The appeal of the asymmetrical layout is that it is unique, distinctive and experimental.


Applying this trend on your website: The horizontal menu along the top of your website is still a good practice, but this year, experiment with different menu styles (such as floating or sticky menu) and don’t be afraid to display your content in unique and untraditional ways. But do keep in mind that users still need to be able to find important information on your website without searching too much.


Mobile Prioritization with responsive logos, Scalable Vector Graphics and Accelerated Mobile Pages


Mobile browsing has now officially surpassed desktop and the incredible variety of screen sizes available has pushed designers to think mobile-first. In fact, Google is just about ready to take mobile prioritization up a notch with mobile-first indexing.

As mobile experience takes an even greater priority, we expect to see more mobile-first techniques and tools making their way in 2018, including responsive logos, the use of SVGs and Google AMP.

A true responsive design shouldn’t be limited scaling content up or down. Other design elements, such as icons and logos should also be flexible. Because complex logos are difficult to render on smaller screens, we will see more businesses adopting cleaner, simpler logo designs. An example is the logo redesign of MasterCard –by dropping the shadows and wordmark found on the old design, the logo is simplified to confirm to various screen sizes without losing its recognizability.

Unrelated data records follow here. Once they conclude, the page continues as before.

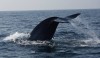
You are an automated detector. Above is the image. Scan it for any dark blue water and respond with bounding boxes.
[0,9,100,58]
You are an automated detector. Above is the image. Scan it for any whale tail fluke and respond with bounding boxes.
[28,13,80,41]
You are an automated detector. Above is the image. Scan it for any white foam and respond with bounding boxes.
[3,32,51,46]
[3,32,30,42]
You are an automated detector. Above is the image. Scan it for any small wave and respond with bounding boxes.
[3,32,54,46]
[3,32,30,42]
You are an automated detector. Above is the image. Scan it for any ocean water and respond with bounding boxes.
[0,9,100,58]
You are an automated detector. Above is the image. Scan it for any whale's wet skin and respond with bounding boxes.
[0,10,100,58]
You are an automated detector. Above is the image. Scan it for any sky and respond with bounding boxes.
[0,0,100,11]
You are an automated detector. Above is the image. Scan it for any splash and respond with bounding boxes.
[3,32,30,42]
[3,32,55,47]
[70,17,100,44]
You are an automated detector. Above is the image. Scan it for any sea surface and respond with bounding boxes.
[0,9,100,58]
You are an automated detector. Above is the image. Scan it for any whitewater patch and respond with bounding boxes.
[3,32,54,46]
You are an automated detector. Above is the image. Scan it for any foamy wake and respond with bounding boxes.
[3,32,100,47]
[3,32,30,42]
[3,32,53,45]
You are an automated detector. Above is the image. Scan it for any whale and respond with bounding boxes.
[28,13,80,41]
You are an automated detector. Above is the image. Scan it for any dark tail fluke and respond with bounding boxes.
[28,13,80,41]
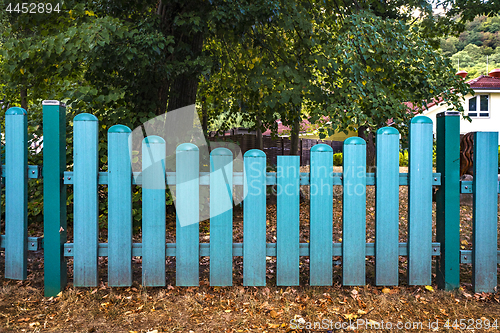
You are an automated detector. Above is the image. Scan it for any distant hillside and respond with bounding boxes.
[441,16,500,79]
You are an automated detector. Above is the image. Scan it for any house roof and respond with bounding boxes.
[467,75,500,90]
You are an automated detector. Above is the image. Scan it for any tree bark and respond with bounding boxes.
[358,126,375,169]
[255,114,264,150]
[21,87,28,111]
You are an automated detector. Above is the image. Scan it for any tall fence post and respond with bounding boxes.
[175,143,200,286]
[210,148,233,286]
[472,132,498,293]
[243,149,266,286]
[5,107,28,280]
[142,135,166,287]
[436,111,460,290]
[108,125,132,287]
[42,100,68,297]
[375,127,399,286]
[309,143,333,286]
[276,156,300,286]
[408,116,432,285]
[342,137,366,286]
[73,113,99,287]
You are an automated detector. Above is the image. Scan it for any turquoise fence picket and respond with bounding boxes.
[276,156,300,286]
[342,137,366,286]
[309,144,333,286]
[375,127,399,286]
[408,116,433,285]
[73,113,99,287]
[436,111,460,290]
[472,132,498,293]
[5,107,28,280]
[175,143,200,286]
[142,135,166,287]
[108,125,132,287]
[243,149,266,286]
[210,148,233,286]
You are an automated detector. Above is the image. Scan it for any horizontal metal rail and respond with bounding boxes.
[0,235,500,264]
[2,165,42,179]
[64,171,441,186]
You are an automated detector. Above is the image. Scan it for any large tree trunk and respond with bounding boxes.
[156,0,206,115]
[21,87,28,111]
[358,126,375,171]
[290,106,300,155]
[255,114,264,150]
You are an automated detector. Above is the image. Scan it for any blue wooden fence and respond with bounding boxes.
[1,101,500,295]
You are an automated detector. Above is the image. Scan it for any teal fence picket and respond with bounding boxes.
[243,149,266,286]
[142,135,166,287]
[276,156,300,286]
[375,127,399,286]
[5,107,28,280]
[175,143,200,286]
[436,111,460,290]
[108,125,132,287]
[342,137,366,286]
[73,113,99,287]
[210,148,233,286]
[408,116,433,285]
[309,144,333,286]
[42,100,68,297]
[472,132,498,293]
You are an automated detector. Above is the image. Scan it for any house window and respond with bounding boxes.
[468,95,490,118]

And speaking of responsiveness and scalability, another trend we will see is SVG overtaking traditional file forms such as PNG and JPG. SVG, or Scalable Vector Graphics, is a vector image format – it’s comprised of lines and curves instead of pixels. When you zoom in on a vector image, you still see a curve or a line; but when you zoom in on a raster image (ie. JPG), you will see pixels. SVG is essential to providing quality multimedia experiences for users, such as 3D images and 360-degree views, which are quite popular with many real estate and travel websites.

Finally, whether you are designing a new website or retrofitting an existing one, AMP is something to consider. AMP, or Accelerated Mobile Pages, is an open-source project developed by Google and other web giants (including Twitter, WordPress, Pinterest). Centering on a new open framework called AMP HTML, it encourages the design of mobile-optimized content that loads quickly across devices.

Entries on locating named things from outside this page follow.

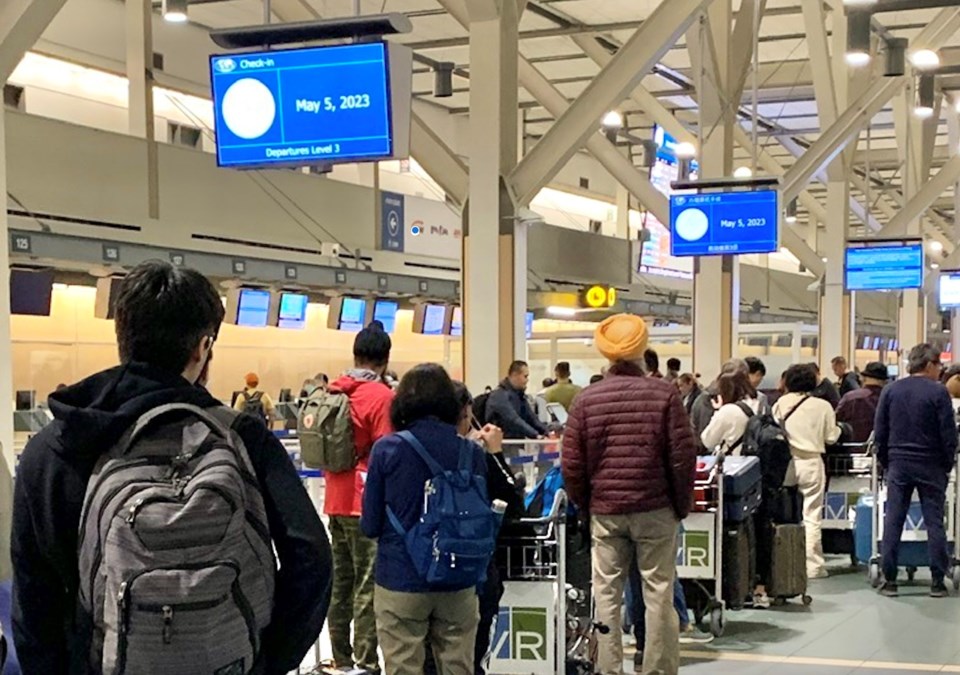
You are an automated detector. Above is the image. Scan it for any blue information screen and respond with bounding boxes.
[277,293,309,328]
[340,298,367,333]
[373,300,400,333]
[237,288,270,328]
[846,242,923,291]
[210,42,393,168]
[670,190,780,257]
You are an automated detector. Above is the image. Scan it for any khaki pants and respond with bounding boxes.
[783,452,827,577]
[375,586,480,675]
[327,516,380,673]
[590,509,680,675]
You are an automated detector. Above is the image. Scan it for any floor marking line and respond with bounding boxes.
[680,650,960,673]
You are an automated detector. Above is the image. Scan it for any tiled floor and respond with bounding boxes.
[660,570,960,675]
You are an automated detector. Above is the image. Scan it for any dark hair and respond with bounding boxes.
[115,260,224,375]
[717,372,757,404]
[507,361,529,376]
[353,321,393,367]
[907,342,940,375]
[643,349,660,373]
[783,363,818,394]
[744,356,767,375]
[390,363,463,431]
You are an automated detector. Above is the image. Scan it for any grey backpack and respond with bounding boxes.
[297,389,357,473]
[79,404,275,675]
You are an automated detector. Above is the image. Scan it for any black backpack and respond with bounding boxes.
[730,396,809,490]
[473,392,490,426]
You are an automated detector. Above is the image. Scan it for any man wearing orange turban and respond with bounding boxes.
[562,314,697,675]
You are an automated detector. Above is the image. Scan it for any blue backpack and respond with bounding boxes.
[523,466,576,518]
[387,431,500,587]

While being mobile-friendly is a ranking factor, AMP is currently not. But we do expect it to be in the near future.

Applying this trend on your website: If you are using WordPress, you can refer to Google’s WordPress-specific documentation on how to make your responsive site mobile friendly. In terms of AMP, AMP pages are currently being served only on mobile devices, and only within a special portion of the Google News results. So, if the majority of your site traffic comes from Google News and/or from mobile users, then you can consider getting the ball rolling. There are a number of plugins available to help you, such as Automattic’s AMP plugin, AMP for WP and Glue for Yoast SEO & AMP. For all other websites, you can probably wait until Google releases more information on the exact usage of AMP results.




Not a design trend per se, but it’s important enough to include in your 2018 website plans. In early 2017, we saw Google and Mozilla marking HTTP websites with a password field, “Not Secure.” Then the warnings ramped up and by Fall 2017, the browsers began issuing a warning for any HTTP websites with a text field. This year, the browsers will kick it up a notch and mark any HTTP website as “Not Secure.” In other words, if you have not yet installed an SSL certificate on your website, your website will be marked “Not Secure.”

Additionally, Google and Mozilla are not the only companies enforcing the change. WordPress is also making their own attempts to force adoption of HTTPS.

Applying this trend on your website: Given the big push HTTPS has received already, you should look to make the switch sooner rather than later. If your website is still running over HTTP, you need to get SSL.